C'est toute ma théorie.

Tout s'est arrêté, paradoxalement dans une gigantesque et insaisissable accélération du temps. Des centaines d'années se sont amassées d'un coup, rompant comme un avion supersonique l'invisible voûte ordinaire non de l'espace mais du temps – contagion impalpable, épidémie invincible, violence imparable pour l'homme.

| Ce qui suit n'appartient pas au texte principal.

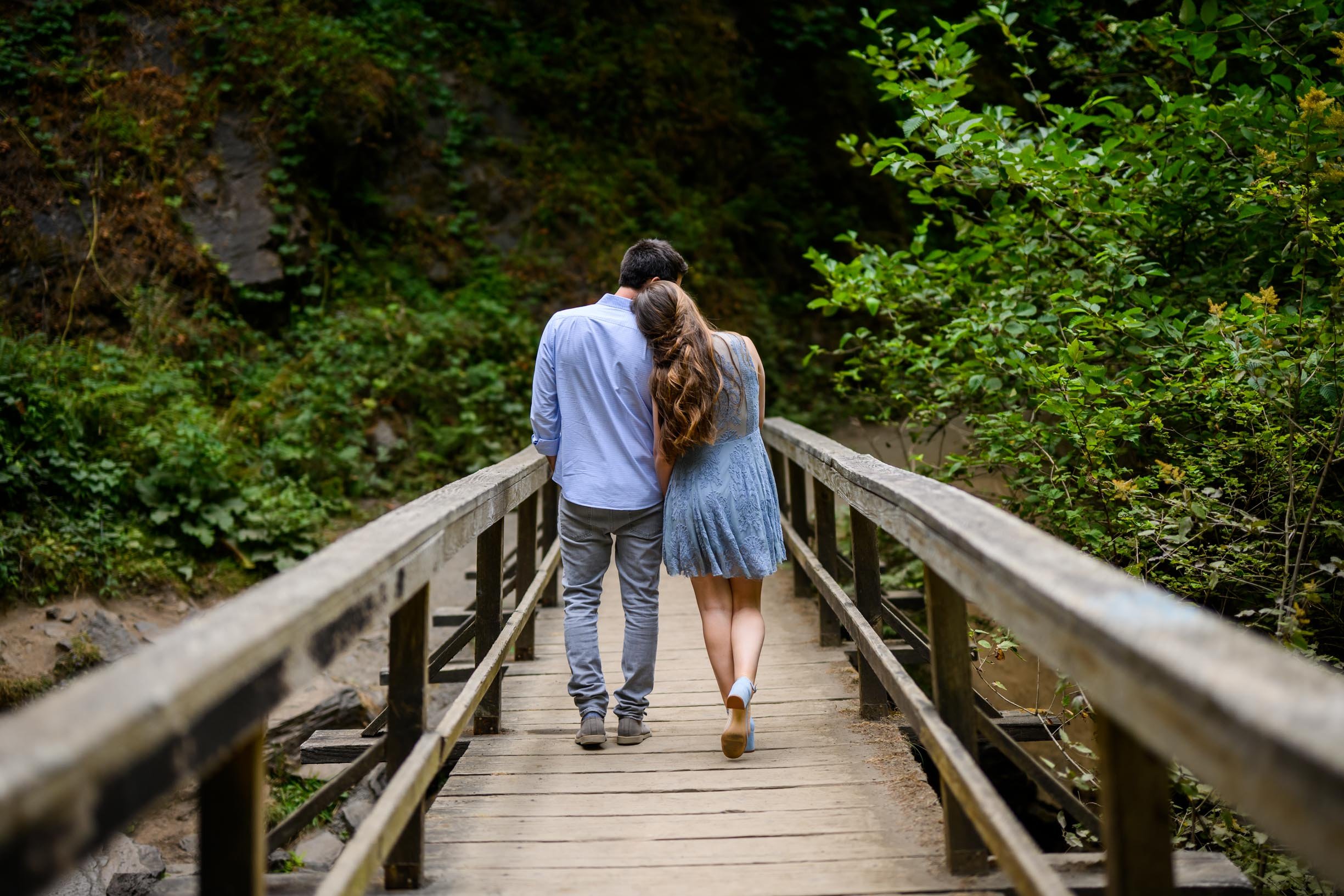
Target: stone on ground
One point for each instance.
(111, 637)
(319, 849)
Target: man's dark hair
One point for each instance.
(651, 258)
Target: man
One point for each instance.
(593, 420)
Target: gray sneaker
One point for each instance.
(592, 732)
(632, 731)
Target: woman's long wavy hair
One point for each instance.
(686, 381)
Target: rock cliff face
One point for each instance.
(121, 868)
(230, 211)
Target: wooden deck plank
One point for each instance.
(812, 812)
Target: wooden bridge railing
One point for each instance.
(1166, 679)
(81, 763)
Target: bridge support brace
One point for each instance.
(408, 687)
(798, 517)
(526, 570)
(490, 595)
(233, 822)
(824, 504)
(550, 528)
(956, 702)
(867, 597)
(1136, 814)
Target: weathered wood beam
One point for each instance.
(374, 838)
(1013, 847)
(154, 720)
(525, 570)
(1246, 717)
(824, 507)
(359, 766)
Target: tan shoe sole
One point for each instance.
(734, 739)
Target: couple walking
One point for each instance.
(651, 421)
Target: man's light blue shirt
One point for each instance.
(592, 408)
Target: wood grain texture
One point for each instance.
(530, 812)
(824, 507)
(233, 819)
(1261, 726)
(953, 696)
(408, 690)
(152, 720)
(1011, 846)
(406, 789)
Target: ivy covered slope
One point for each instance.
(1128, 279)
(268, 265)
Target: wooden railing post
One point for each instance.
(956, 703)
(490, 585)
(408, 688)
(781, 484)
(824, 504)
(233, 821)
(867, 589)
(1136, 813)
(525, 573)
(550, 528)
(798, 517)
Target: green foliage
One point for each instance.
(1128, 285)
(120, 466)
(15, 692)
(159, 420)
(82, 656)
(1097, 286)
(289, 792)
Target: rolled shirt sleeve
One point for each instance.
(546, 406)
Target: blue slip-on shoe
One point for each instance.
(734, 741)
(740, 696)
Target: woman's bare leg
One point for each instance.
(747, 628)
(714, 597)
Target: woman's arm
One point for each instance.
(662, 465)
(756, 360)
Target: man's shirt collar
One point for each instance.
(616, 301)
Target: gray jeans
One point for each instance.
(586, 537)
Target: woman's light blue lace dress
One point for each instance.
(722, 512)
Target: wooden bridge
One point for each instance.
(833, 802)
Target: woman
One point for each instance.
(721, 519)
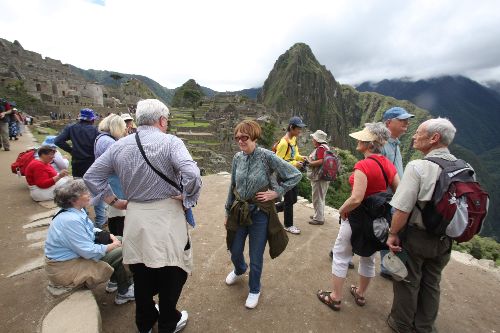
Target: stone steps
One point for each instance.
(78, 313)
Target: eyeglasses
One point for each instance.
(243, 138)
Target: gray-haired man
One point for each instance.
(416, 302)
(156, 242)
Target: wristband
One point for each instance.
(112, 203)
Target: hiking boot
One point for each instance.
(232, 278)
(293, 230)
(126, 297)
(111, 287)
(182, 322)
(252, 300)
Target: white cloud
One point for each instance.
(230, 45)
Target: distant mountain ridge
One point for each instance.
(165, 94)
(470, 105)
(299, 85)
(475, 111)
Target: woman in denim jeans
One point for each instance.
(250, 209)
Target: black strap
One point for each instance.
(381, 168)
(59, 212)
(165, 178)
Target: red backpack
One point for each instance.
(459, 204)
(22, 161)
(331, 165)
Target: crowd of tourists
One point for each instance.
(143, 182)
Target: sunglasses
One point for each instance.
(243, 138)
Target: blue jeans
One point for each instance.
(100, 214)
(257, 234)
(382, 268)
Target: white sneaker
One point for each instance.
(252, 300)
(182, 322)
(293, 230)
(127, 297)
(232, 278)
(111, 287)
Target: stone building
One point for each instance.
(47, 79)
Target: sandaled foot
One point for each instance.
(326, 298)
(360, 300)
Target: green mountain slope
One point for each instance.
(475, 111)
(188, 95)
(299, 85)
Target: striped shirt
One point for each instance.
(140, 183)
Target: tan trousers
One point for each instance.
(319, 189)
(76, 272)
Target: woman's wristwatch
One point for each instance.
(112, 203)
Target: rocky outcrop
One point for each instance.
(188, 95)
(299, 85)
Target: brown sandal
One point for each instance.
(360, 300)
(326, 298)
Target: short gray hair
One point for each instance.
(66, 194)
(443, 127)
(382, 133)
(149, 111)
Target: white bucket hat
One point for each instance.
(320, 136)
(364, 135)
(395, 266)
(127, 116)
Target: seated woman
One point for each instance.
(42, 178)
(371, 175)
(73, 258)
(59, 162)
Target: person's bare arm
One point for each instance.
(357, 195)
(395, 183)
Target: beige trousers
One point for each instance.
(76, 272)
(156, 235)
(319, 189)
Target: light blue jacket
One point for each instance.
(71, 235)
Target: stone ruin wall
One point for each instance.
(47, 79)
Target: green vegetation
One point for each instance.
(193, 124)
(481, 248)
(112, 79)
(268, 136)
(340, 189)
(188, 95)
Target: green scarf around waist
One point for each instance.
(241, 216)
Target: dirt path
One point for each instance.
(23, 300)
(288, 302)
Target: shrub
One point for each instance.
(481, 248)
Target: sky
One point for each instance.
(230, 45)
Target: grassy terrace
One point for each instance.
(192, 124)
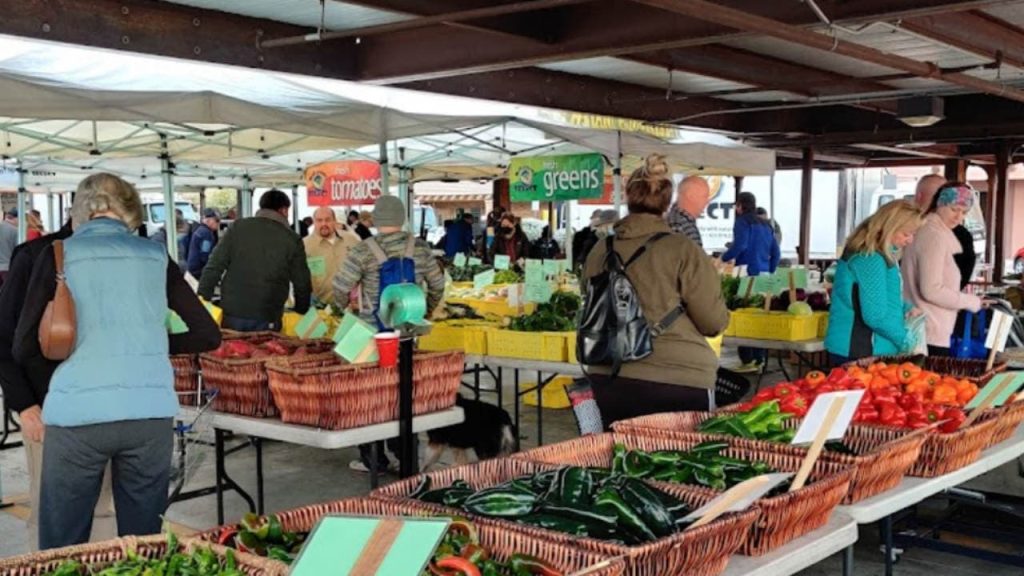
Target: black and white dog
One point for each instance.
(487, 429)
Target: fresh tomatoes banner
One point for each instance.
(343, 183)
(556, 177)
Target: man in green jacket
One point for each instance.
(254, 264)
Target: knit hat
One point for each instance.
(389, 212)
(960, 195)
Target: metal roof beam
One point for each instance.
(974, 32)
(756, 24)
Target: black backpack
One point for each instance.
(612, 329)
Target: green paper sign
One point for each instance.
(174, 323)
(482, 280)
(1016, 381)
(311, 326)
(556, 177)
(317, 266)
(338, 543)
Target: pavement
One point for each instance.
(296, 477)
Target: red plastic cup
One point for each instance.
(387, 348)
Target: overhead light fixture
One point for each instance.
(921, 112)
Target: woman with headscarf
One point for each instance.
(931, 277)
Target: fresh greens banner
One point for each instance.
(556, 177)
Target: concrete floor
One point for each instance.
(296, 477)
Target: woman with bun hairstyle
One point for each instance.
(680, 373)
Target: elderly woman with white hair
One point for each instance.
(113, 400)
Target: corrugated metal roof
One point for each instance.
(644, 75)
(338, 15)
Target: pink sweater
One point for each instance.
(931, 280)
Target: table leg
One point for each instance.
(258, 444)
(886, 527)
(218, 482)
(540, 408)
(375, 448)
(848, 561)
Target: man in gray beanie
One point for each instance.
(363, 268)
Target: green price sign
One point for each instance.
(556, 177)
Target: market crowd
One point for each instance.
(97, 423)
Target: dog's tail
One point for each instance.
(510, 444)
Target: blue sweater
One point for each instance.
(754, 245)
(867, 309)
(119, 369)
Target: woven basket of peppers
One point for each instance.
(582, 509)
(717, 465)
(880, 457)
(467, 549)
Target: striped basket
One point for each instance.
(780, 519)
(501, 543)
(242, 383)
(884, 455)
(700, 551)
(102, 554)
(185, 378)
(328, 394)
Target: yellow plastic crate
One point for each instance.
(753, 323)
(548, 346)
(469, 336)
(822, 323)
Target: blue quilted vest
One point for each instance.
(119, 369)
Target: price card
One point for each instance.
(737, 498)
(311, 325)
(317, 266)
(815, 417)
(482, 280)
(999, 386)
(174, 323)
(343, 545)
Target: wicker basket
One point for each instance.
(242, 383)
(700, 551)
(975, 371)
(944, 453)
(780, 519)
(101, 554)
(500, 542)
(1009, 417)
(885, 455)
(336, 396)
(185, 378)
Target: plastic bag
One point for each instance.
(916, 336)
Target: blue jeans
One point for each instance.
(750, 355)
(249, 325)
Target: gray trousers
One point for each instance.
(139, 455)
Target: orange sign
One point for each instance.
(343, 183)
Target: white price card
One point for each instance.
(819, 410)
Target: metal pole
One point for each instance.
(171, 219)
(295, 209)
(616, 174)
(23, 215)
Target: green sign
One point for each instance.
(556, 177)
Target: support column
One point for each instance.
(1003, 188)
(955, 170)
(171, 219)
(23, 211)
(806, 182)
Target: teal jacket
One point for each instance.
(867, 309)
(120, 369)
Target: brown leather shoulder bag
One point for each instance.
(56, 330)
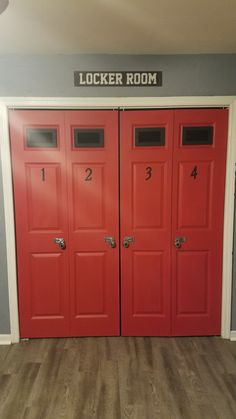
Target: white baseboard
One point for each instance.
(233, 335)
(5, 340)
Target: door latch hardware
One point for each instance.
(60, 241)
(127, 240)
(179, 240)
(110, 240)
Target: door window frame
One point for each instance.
(119, 104)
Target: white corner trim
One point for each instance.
(9, 223)
(117, 102)
(228, 224)
(5, 340)
(233, 335)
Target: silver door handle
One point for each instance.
(110, 240)
(127, 240)
(60, 241)
(179, 240)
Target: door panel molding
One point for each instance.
(111, 103)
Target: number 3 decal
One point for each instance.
(89, 174)
(148, 173)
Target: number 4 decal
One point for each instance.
(194, 172)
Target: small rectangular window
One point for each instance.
(86, 138)
(197, 135)
(41, 137)
(148, 137)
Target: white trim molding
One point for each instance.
(5, 339)
(233, 335)
(119, 103)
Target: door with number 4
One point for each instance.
(68, 224)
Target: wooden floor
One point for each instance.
(118, 378)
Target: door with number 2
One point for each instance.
(119, 221)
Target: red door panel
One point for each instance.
(93, 215)
(146, 216)
(198, 207)
(39, 178)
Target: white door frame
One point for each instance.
(121, 103)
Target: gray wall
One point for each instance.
(233, 317)
(4, 303)
(39, 76)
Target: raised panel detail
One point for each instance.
(43, 196)
(192, 274)
(88, 196)
(148, 195)
(147, 283)
(90, 286)
(194, 192)
(46, 279)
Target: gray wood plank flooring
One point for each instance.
(119, 378)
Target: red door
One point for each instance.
(200, 138)
(66, 189)
(146, 175)
(39, 177)
(66, 204)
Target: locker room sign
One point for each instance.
(117, 78)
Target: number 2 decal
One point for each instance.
(148, 173)
(89, 174)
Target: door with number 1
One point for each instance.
(82, 212)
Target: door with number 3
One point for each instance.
(119, 221)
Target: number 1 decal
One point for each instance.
(148, 173)
(194, 172)
(89, 174)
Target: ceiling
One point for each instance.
(118, 27)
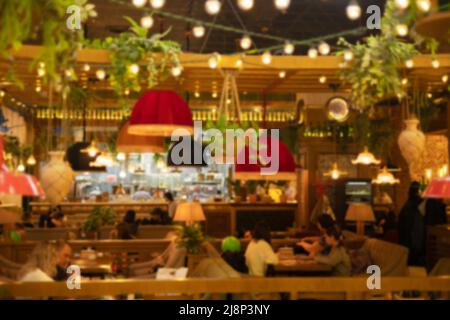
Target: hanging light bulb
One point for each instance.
(435, 63)
(212, 7)
(245, 4)
(157, 4)
(147, 22)
(409, 63)
(139, 3)
(198, 31)
(348, 55)
(366, 158)
(289, 48)
(31, 161)
(101, 74)
(353, 10)
(423, 5)
(282, 5)
(401, 29)
(246, 42)
(176, 71)
(324, 48)
(313, 53)
(266, 57)
(402, 4)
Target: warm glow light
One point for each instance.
(198, 31)
(366, 158)
(324, 48)
(313, 53)
(147, 22)
(266, 57)
(289, 48)
(246, 42)
(353, 10)
(212, 7)
(402, 30)
(245, 4)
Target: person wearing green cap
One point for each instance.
(232, 254)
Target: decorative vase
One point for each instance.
(412, 145)
(56, 178)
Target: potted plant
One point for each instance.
(99, 217)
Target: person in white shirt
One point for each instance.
(41, 265)
(259, 253)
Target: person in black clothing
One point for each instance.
(411, 226)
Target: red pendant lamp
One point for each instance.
(249, 171)
(159, 113)
(128, 143)
(17, 184)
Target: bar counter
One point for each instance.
(222, 218)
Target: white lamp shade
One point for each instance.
(189, 212)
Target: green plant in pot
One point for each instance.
(100, 216)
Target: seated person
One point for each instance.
(232, 254)
(316, 245)
(259, 254)
(337, 258)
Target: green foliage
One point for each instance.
(99, 217)
(191, 238)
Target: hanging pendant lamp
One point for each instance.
(159, 113)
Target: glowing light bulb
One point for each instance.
(246, 42)
(147, 22)
(353, 10)
(212, 7)
(409, 63)
(266, 57)
(282, 5)
(245, 4)
(157, 4)
(313, 53)
(198, 31)
(139, 3)
(401, 29)
(324, 48)
(423, 5)
(289, 48)
(101, 74)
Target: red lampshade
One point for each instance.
(286, 168)
(159, 113)
(132, 143)
(438, 188)
(17, 184)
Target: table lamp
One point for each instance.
(359, 212)
(189, 212)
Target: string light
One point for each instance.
(282, 5)
(266, 57)
(402, 4)
(423, 5)
(409, 63)
(313, 53)
(147, 22)
(198, 31)
(101, 74)
(212, 7)
(289, 48)
(157, 4)
(139, 3)
(246, 42)
(324, 48)
(401, 29)
(245, 4)
(353, 10)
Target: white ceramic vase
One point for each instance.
(412, 146)
(56, 178)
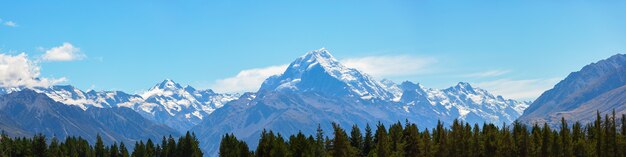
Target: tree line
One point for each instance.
(605, 137)
(38, 146)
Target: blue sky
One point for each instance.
(513, 48)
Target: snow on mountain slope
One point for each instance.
(317, 89)
(181, 107)
(319, 71)
(166, 103)
(597, 87)
(473, 105)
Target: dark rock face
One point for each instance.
(27, 112)
(598, 87)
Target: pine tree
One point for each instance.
(299, 145)
(320, 147)
(368, 141)
(440, 140)
(39, 145)
(411, 140)
(150, 148)
(356, 139)
(114, 151)
(382, 147)
(123, 150)
(280, 147)
(546, 144)
(566, 140)
(341, 144)
(396, 136)
(140, 150)
(99, 147)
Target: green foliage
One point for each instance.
(38, 146)
(604, 137)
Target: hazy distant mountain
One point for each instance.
(28, 113)
(181, 107)
(166, 103)
(599, 87)
(317, 89)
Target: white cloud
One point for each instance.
(490, 73)
(19, 71)
(528, 89)
(389, 66)
(10, 24)
(247, 80)
(65, 52)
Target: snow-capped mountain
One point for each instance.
(317, 89)
(320, 72)
(597, 87)
(26, 113)
(181, 107)
(471, 104)
(166, 103)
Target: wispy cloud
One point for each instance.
(19, 71)
(247, 80)
(390, 66)
(65, 52)
(10, 24)
(525, 89)
(490, 73)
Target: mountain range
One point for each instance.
(315, 89)
(597, 88)
(26, 112)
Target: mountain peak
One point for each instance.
(464, 85)
(320, 57)
(319, 71)
(168, 84)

J'ignore quel effet ça a fait ; je suppose que ça n'a pas été douloureux, du moins je l'espère, mais je ne crois pas qu'on ait pu sentir les rides gagner la peau et le corps se creuser comme dans les histoires fantastiques – c'eût été trop long encore. Ça a plutôt dû surprendre soudain, sans prévenir, à la vitesse mécanique d'un rouage d'horloge, galopant à la surface du monde plus rapidement qu'un décalage horaire ou que les cloches des églises d'un même pays. Je ne crois pas qu'aucun homme ait senti la mort venir, je ne crois pas qu'on ait pu percevoir cela ou ressentir la peur – mais il est vrai aussi que je ne voudrais pas que ma femme eût souffert. C'est ainsi, à ce que je crois, qu'elle est morte au même instant que plus de douze milliards d'individus, en un même insensible et surhumain Armageddon.

Et voilà.

Maintenant, l'épidémie est passée et je reste là, seul – il n'y a rien à faire. Je suis assis sur la mousse et depuis plusieurs heures je regarde en direction de l'est. Je ne sais quoi penser, mais après tout, peut-être que tout cela est beau. Derrière les formes vertes qui font d'étranges collines, je regarde une nouvelle fois le soleil se diriger vers l'horizon, et tout en contemplant ce jardin originel et intact, vaste comme le monde et baigné d'une lumière chaude et divine, je prononce ces mots dans l'enregistreur de la capsule, profitant de ce que ses batteries fonctionnent encore. J'ai réussi à extraire la machine de l'habitacle, et je pense pouvoir la déplacer avec moi et la faire fonctionner encore quelque temps.

Après, il fera nuit, et j'essaierai de dormir.

Dès demain, je partirai pour New York par acquit de conscience. Sans doute suis-je encore capable de distinguer l'océan aussitôt que je le rencontrerai !

J'ignore qui écoutera ces mots. J'ignore ce qui viendra après nous. J'ignore s'il me sera donné de découvrir l'espèce qui nous succèdera.

C'est tout.

Je n'ai rien d'autre à dire et ne sais rien de plus.


                                                                                    ***


J'ai retrouvé New York : plus qu'un champ de ruine recouvert de verdure. Central Park a tout pris. L'immeuble est effondré, mais le chêne est toujours là.

À vue d'œil, je lui donne bien cinq cents ans.